Rio Quarenta (e dois) Graus

Rio Quarenta (e dois) Graus

Na semana passada, especificamente no dia 17 de novembro, a temperatura média da superfície da terra ultrapassou em mais de 2°C os níveis pré-industriais pela primeira vez desde que os registos começaram, de acordo com dados provisórios.

Tenho escrito bastante aqui sobre a mudança climática e seus impactos de longo prazo, mas esse marco chama nossa atenção para o fato de que não estamos mais falando de uma "possibilidade", muito menos de algo que só afetará "gerações futuras".

O aumento da temperatura global está diretamente ligado às mudanças climáticas, resultando em eventos climáticos extremos mais frequentes e intensos, como ondas de calor, furacões, inundações e secas. Além disso, essas mudanças têm impactos devastadores nos ecossistemas terrestres e marinhos, colocando em risco a biodiversidade.

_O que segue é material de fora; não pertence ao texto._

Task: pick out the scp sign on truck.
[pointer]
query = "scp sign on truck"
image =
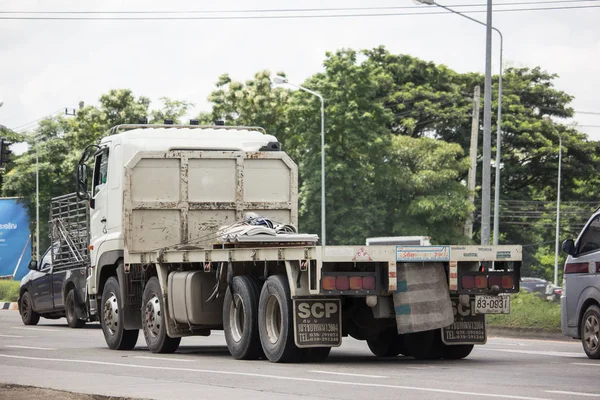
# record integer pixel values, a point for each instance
(318, 322)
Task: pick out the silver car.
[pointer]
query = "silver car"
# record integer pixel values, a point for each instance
(580, 300)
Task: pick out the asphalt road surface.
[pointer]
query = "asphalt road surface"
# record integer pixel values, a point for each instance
(51, 355)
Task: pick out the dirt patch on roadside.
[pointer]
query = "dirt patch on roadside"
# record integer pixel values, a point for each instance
(18, 392)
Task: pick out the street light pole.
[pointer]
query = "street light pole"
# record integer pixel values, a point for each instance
(557, 210)
(485, 221)
(279, 80)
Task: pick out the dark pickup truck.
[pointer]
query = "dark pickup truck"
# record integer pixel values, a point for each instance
(53, 292)
(56, 286)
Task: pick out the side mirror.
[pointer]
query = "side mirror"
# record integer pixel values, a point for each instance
(82, 184)
(569, 247)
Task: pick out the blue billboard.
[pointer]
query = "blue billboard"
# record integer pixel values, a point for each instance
(15, 239)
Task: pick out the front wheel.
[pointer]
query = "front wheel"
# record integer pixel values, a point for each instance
(590, 332)
(71, 312)
(28, 316)
(240, 318)
(457, 351)
(111, 318)
(275, 321)
(153, 320)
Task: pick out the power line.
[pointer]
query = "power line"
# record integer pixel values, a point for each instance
(257, 17)
(517, 3)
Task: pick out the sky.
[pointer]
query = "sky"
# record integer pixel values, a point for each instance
(47, 65)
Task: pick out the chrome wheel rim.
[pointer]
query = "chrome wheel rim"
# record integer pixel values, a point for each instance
(111, 314)
(591, 332)
(152, 316)
(236, 318)
(273, 319)
(25, 307)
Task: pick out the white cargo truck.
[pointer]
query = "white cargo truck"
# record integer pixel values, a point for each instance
(193, 229)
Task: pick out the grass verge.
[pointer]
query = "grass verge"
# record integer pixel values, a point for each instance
(9, 290)
(528, 311)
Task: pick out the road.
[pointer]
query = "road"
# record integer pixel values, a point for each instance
(52, 355)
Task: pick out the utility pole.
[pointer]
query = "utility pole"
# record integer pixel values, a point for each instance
(473, 155)
(486, 187)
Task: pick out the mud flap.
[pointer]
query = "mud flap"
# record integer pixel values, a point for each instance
(422, 299)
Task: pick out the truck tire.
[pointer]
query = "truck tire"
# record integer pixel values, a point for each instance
(426, 345)
(315, 354)
(28, 316)
(111, 318)
(240, 318)
(590, 332)
(457, 351)
(387, 344)
(71, 312)
(153, 320)
(275, 321)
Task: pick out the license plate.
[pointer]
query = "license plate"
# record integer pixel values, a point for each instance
(492, 305)
(317, 323)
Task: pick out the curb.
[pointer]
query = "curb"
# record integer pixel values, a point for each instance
(525, 333)
(9, 305)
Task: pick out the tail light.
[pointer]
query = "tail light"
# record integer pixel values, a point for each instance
(468, 282)
(508, 282)
(480, 281)
(328, 283)
(344, 283)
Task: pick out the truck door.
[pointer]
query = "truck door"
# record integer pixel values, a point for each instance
(98, 214)
(42, 286)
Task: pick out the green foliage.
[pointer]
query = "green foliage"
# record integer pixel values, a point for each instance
(530, 312)
(9, 290)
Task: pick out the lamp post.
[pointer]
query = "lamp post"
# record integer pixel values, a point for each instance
(280, 80)
(498, 122)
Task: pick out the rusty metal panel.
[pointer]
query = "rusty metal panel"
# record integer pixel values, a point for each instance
(183, 197)
(156, 180)
(212, 180)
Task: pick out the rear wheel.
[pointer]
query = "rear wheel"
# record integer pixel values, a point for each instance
(425, 345)
(153, 320)
(387, 344)
(275, 321)
(590, 332)
(111, 318)
(240, 318)
(28, 316)
(71, 312)
(456, 352)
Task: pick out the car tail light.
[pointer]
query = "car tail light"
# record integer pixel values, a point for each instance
(356, 282)
(508, 282)
(368, 282)
(495, 280)
(328, 283)
(342, 283)
(480, 281)
(468, 282)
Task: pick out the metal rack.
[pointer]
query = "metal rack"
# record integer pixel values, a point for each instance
(69, 217)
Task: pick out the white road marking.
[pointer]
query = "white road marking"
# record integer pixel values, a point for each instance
(278, 377)
(573, 393)
(538, 353)
(587, 364)
(37, 329)
(347, 374)
(162, 358)
(30, 347)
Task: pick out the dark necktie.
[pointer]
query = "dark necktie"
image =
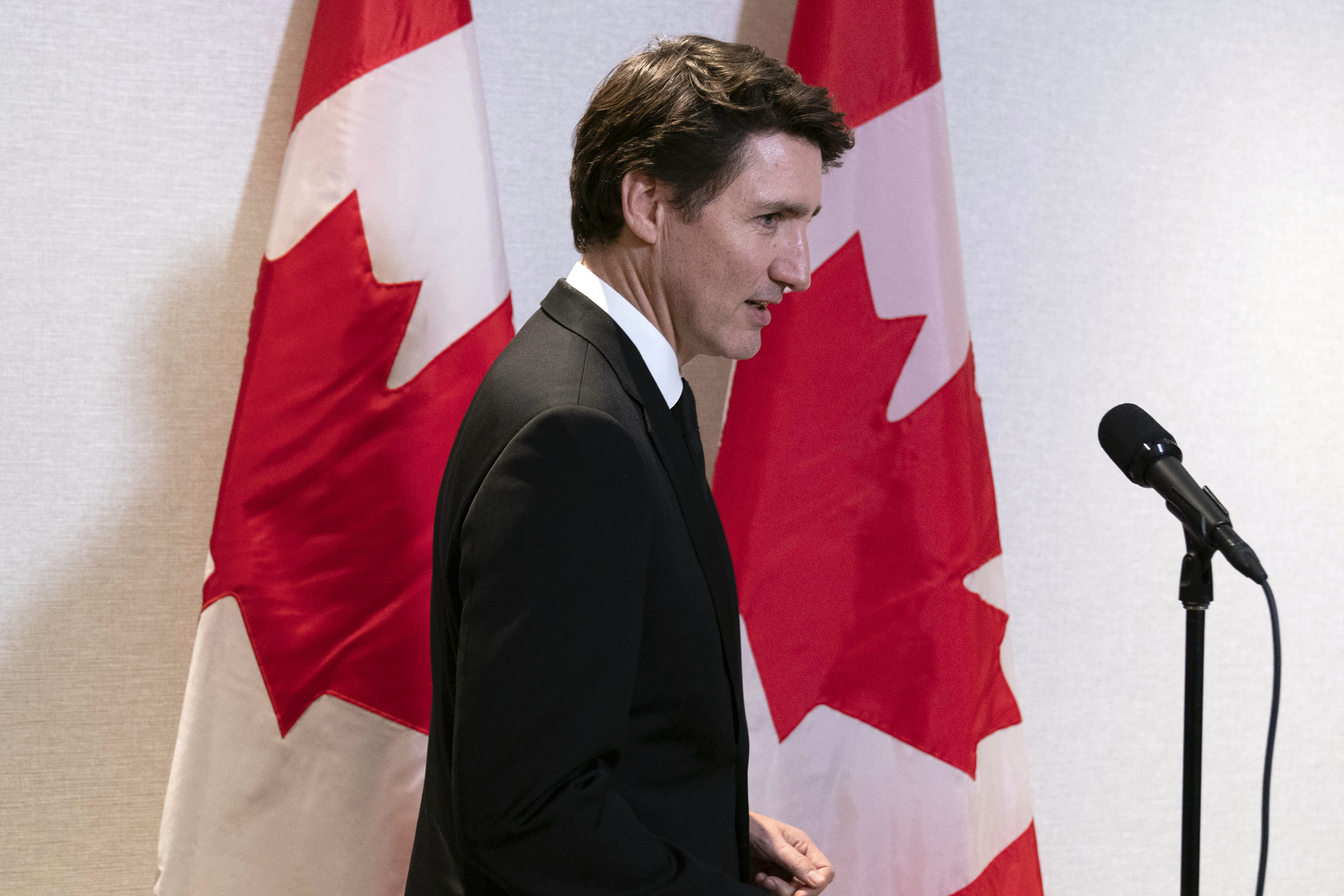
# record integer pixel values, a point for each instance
(686, 420)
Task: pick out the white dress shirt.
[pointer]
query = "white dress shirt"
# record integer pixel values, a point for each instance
(654, 347)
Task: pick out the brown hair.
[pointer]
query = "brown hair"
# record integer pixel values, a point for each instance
(682, 112)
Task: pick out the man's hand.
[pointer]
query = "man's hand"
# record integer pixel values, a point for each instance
(785, 862)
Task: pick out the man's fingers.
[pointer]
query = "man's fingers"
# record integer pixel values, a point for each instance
(801, 867)
(775, 885)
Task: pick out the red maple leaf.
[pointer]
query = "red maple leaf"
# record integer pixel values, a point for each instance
(851, 535)
(326, 510)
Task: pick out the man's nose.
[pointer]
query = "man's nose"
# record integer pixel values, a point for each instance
(792, 265)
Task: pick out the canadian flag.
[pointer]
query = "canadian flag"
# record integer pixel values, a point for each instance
(855, 487)
(382, 301)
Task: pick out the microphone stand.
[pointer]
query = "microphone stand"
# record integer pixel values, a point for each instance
(1197, 593)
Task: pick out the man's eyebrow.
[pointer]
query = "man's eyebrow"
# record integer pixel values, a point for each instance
(794, 210)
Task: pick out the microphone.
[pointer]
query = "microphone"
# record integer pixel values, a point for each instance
(1148, 455)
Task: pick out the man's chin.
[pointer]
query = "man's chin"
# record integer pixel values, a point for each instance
(744, 347)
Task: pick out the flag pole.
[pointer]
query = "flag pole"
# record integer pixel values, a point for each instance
(1197, 593)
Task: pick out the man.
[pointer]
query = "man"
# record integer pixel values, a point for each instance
(588, 731)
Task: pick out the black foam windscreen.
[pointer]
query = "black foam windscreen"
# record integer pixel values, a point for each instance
(1124, 430)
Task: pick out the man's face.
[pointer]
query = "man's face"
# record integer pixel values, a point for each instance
(722, 272)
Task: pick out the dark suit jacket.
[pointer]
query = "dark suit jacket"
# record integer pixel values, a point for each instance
(588, 734)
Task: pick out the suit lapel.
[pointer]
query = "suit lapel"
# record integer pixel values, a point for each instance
(576, 312)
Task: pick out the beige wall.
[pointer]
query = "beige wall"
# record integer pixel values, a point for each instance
(1152, 209)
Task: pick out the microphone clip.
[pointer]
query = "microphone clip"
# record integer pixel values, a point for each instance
(1197, 573)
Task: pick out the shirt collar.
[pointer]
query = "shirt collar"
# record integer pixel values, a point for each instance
(654, 347)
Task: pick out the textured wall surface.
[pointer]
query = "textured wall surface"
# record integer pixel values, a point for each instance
(1152, 210)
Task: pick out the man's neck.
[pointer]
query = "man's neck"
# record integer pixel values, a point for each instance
(629, 273)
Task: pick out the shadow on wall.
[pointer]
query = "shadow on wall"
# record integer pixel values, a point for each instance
(98, 672)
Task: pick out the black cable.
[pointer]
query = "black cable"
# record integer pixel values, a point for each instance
(1269, 742)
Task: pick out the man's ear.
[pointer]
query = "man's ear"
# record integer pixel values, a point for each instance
(642, 201)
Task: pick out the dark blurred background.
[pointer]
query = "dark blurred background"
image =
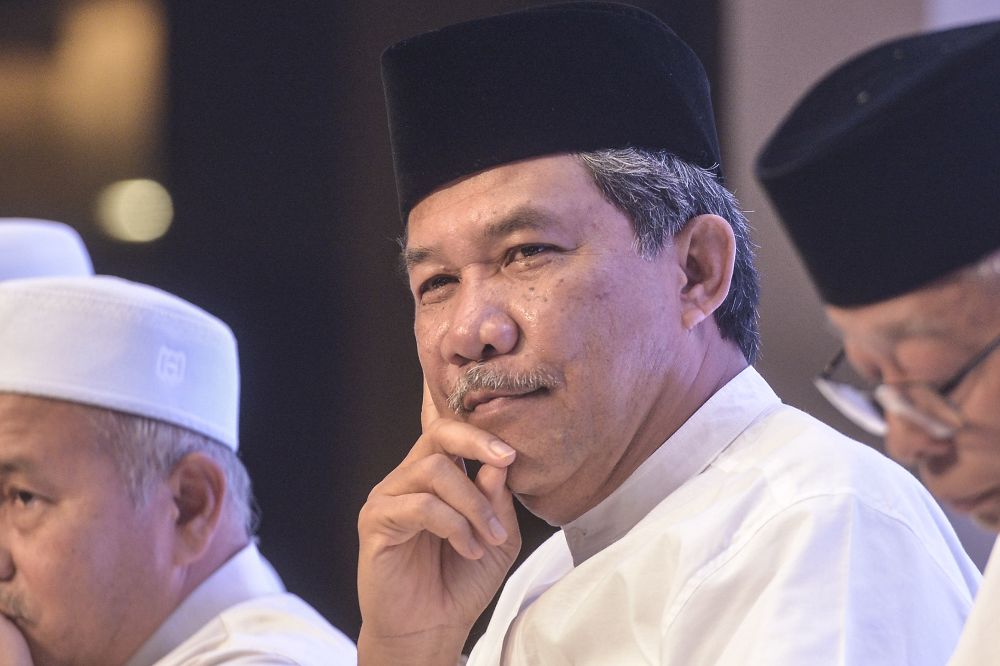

O derretimento das calotas polares e geleiras, impulsionado pelo aquecimento global, contribui para o aumento do nível do mar, representando uma ameaça para áreas costeiras e ilhas. Além disso, as mudanças climáticas afetam a produção de alimentos devido a alterações nos padrões de chuva e temperatura, levando a escassez e insegurança alimentar.

Além disso, há impactos na saúde humana, com o aumento da incidência de doenças transmitidas por vetores e riscos associados a eventos climáticos extremos.

Essas mudanças têm implicações econômicas diretas, com danos à infraestrutura, aumento de custos relacionados a desastres naturais e alterações nos padrões de produção e consumo. A ultrapassagem do limite de 2°C acima dos níveis pré-industriais destaca a urgência de tomar medidas significativas para mitigar os efeitos das mudanças climáticas e promover a adaptação a um clima em transformação, reforçando a importância dos compromissos estabelecidos no Acordo de Paris.

Vale lembrar que o Acordo de Paris estabeleceu esses 2°C acima dos níveis pré-industriais como limite máximo para o aumento da temperatura média global, baseado em avaliações científicas do Painel Intergovernamental sobre Mudanças Climáticas (IPCC), que indicou que ultrapassar essa meta acarretaria em riscos significativos e irreversíveis para o sistema climático.

Além disso, um aumento superior a 2°C ampliaria os riscos de perda irreversível de ecossistemas críticos, levando à extinção de espécies e à interrupção de serviços ecossistêmicos essenciais para a sobrevivência humana, como polinização de culturas e purificação da água.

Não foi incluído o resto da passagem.